Purpose of the Canyons tutorial • Provide quality preparation information on content and format to new entering students • Change the attitude • Encourage students to take personal responsibility for being prepared for college. • Increasing faculty confidence in the accuracy of placement. • Decreasing the number of complaints to administration from both students and parents. • Provide a tool to high school counselors and advisors for use in advising high school students. • Change the perception that students have no control over their score and placement is something done TO them.
How to do a tutorial • Set up a design crew • Scripts • Assessment example handout • Write out the script first • Organize the progression of ideas
Storyboards • The best thing since the automatic outline format.
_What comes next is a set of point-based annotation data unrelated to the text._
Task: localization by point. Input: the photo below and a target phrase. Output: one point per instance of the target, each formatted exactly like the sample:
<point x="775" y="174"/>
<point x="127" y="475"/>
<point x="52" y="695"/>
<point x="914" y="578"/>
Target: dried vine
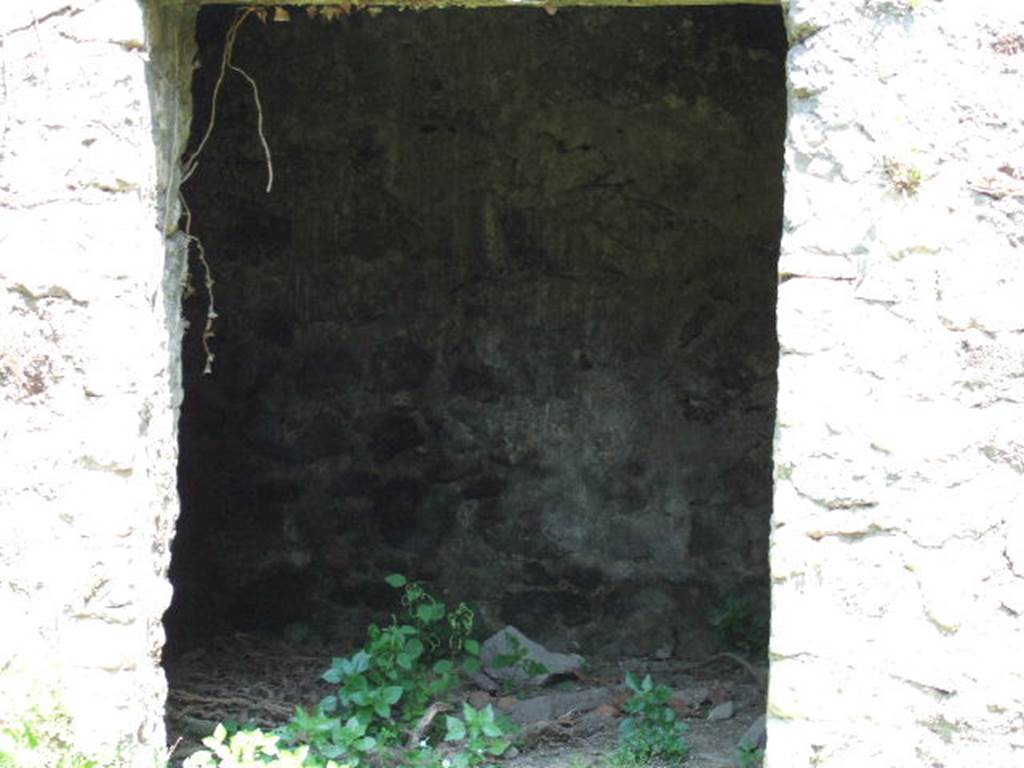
<point x="192" y="163"/>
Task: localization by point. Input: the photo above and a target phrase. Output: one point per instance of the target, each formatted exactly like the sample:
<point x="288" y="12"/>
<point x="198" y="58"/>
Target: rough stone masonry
<point x="898" y="544"/>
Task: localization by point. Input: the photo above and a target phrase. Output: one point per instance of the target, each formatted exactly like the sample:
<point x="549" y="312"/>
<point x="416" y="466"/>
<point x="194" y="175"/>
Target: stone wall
<point x="504" y="323"/>
<point x="89" y="349"/>
<point x="898" y="550"/>
<point x="898" y="542"/>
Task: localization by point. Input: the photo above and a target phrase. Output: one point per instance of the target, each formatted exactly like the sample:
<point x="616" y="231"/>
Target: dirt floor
<point x="254" y="680"/>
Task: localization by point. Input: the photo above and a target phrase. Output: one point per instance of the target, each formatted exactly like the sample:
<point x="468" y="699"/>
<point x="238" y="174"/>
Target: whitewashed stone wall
<point x="898" y="543"/>
<point x="88" y="378"/>
<point x="898" y="538"/>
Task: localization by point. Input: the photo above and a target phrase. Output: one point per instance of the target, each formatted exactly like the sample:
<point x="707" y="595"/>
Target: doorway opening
<point x="505" y="324"/>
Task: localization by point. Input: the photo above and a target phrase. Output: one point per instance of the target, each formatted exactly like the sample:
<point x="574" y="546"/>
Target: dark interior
<point x="504" y="324"/>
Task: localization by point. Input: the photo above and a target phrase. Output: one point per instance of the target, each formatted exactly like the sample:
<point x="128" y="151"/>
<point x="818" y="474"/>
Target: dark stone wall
<point x="505" y="323"/>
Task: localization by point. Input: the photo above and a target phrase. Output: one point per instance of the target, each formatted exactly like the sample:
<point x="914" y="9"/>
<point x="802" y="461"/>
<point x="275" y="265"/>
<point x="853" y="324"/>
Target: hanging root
<point x="211" y="310"/>
<point x="192" y="163"/>
<point x="189" y="166"/>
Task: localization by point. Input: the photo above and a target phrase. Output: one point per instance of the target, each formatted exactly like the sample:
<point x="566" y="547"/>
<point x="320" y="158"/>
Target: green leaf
<point x="414" y="647"/>
<point x="499" y="748"/>
<point x="366" y="743"/>
<point x="429" y="612"/>
<point x="456" y="729"/>
<point x="329" y="704"/>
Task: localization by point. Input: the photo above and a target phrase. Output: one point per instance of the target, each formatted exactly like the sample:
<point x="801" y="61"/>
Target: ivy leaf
<point x="456" y="729"/>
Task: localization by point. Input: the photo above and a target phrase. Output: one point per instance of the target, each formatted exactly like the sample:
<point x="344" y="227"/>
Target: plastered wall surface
<point x="87" y="369"/>
<point x="898" y="544"/>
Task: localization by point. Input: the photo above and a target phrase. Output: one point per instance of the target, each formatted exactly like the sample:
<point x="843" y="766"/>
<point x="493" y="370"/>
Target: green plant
<point x="388" y="693"/>
<point x="40" y="739"/>
<point x="739" y="625"/>
<point x="749" y="756"/>
<point x="651" y="730"/>
<point x="480" y="733"/>
<point x="247" y="749"/>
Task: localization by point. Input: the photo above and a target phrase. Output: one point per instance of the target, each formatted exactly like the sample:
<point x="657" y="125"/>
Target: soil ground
<point x="248" y="679"/>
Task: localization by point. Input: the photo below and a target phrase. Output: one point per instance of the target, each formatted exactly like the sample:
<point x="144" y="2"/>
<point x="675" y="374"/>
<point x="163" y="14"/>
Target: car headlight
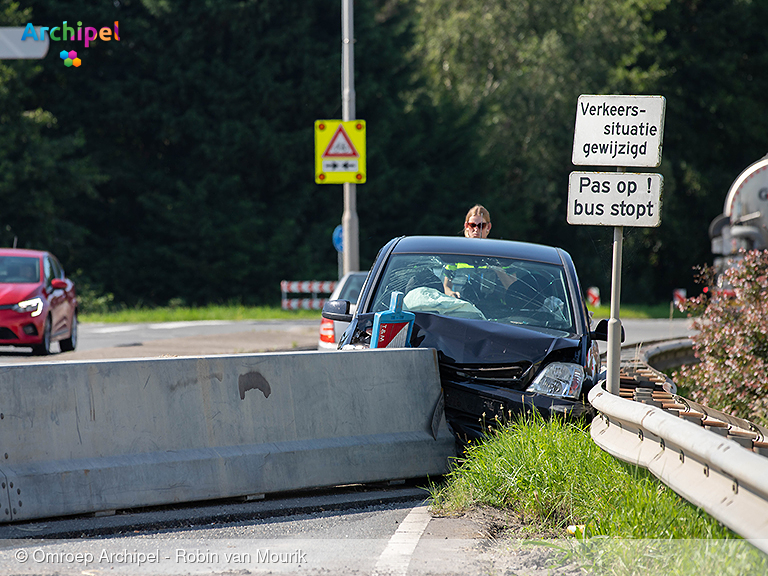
<point x="35" y="306"/>
<point x="559" y="379"/>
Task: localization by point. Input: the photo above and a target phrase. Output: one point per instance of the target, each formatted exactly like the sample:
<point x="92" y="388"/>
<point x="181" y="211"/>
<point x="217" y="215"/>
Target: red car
<point x="38" y="304"/>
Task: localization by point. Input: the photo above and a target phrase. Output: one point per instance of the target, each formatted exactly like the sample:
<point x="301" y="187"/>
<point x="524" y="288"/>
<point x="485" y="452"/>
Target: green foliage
<point x="201" y="118"/>
<point x="177" y="163"/>
<point x="551" y="473"/>
<point x="42" y="172"/>
<point x="732" y="342"/>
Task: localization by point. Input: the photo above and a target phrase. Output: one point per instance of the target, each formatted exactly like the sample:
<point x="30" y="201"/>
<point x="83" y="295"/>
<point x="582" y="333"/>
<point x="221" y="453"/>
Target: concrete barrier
<point x="79" y="437"/>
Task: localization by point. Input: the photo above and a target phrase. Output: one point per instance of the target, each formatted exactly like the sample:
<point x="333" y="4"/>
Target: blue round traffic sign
<point x="338" y="239"/>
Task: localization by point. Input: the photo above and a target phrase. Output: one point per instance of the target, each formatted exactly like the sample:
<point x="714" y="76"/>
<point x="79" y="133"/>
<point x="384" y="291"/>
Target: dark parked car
<point x="348" y="288"/>
<point x="38" y="304"/>
<point x="514" y="335"/>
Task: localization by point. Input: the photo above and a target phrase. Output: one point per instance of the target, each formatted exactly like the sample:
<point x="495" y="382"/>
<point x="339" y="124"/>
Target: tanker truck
<point x="744" y="221"/>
Why? • They force you to be concise • Easy to see when you are going off topic. • Can Google free storyboard templates or make your own
Set up a production crew Reliance on available resources • Audio Visual department for cameras • Media students for camera work • Theatre students as actors • Campus public information office for tone and flow of the information • Counselors, instructors, and Assessment Center staff as script editors • Post production editing most valuable resource.
Research “One Shot Deal? Students perceptions of assessment and course placement in California’s community colleges.” Venezia, A., Bracco, K.R. & Nodine, T. (2010) San Francisco: WestEd “This study found that students in California’s community colleges generally experience assessment and placement not as a process for which they begin preparing in high school, but as a single event- a one shot deal, with pivotal consequences, for which many feel uninformed and underprepared.”
Recommnendations • The WestEd study has several worthy recommendations but this one provided the impetus to develop a tutorial. • “Community colleges should devlop clear messages about assessment and placement, pilot different approaches to communicating this information to high school students, and determine which one is most effective.”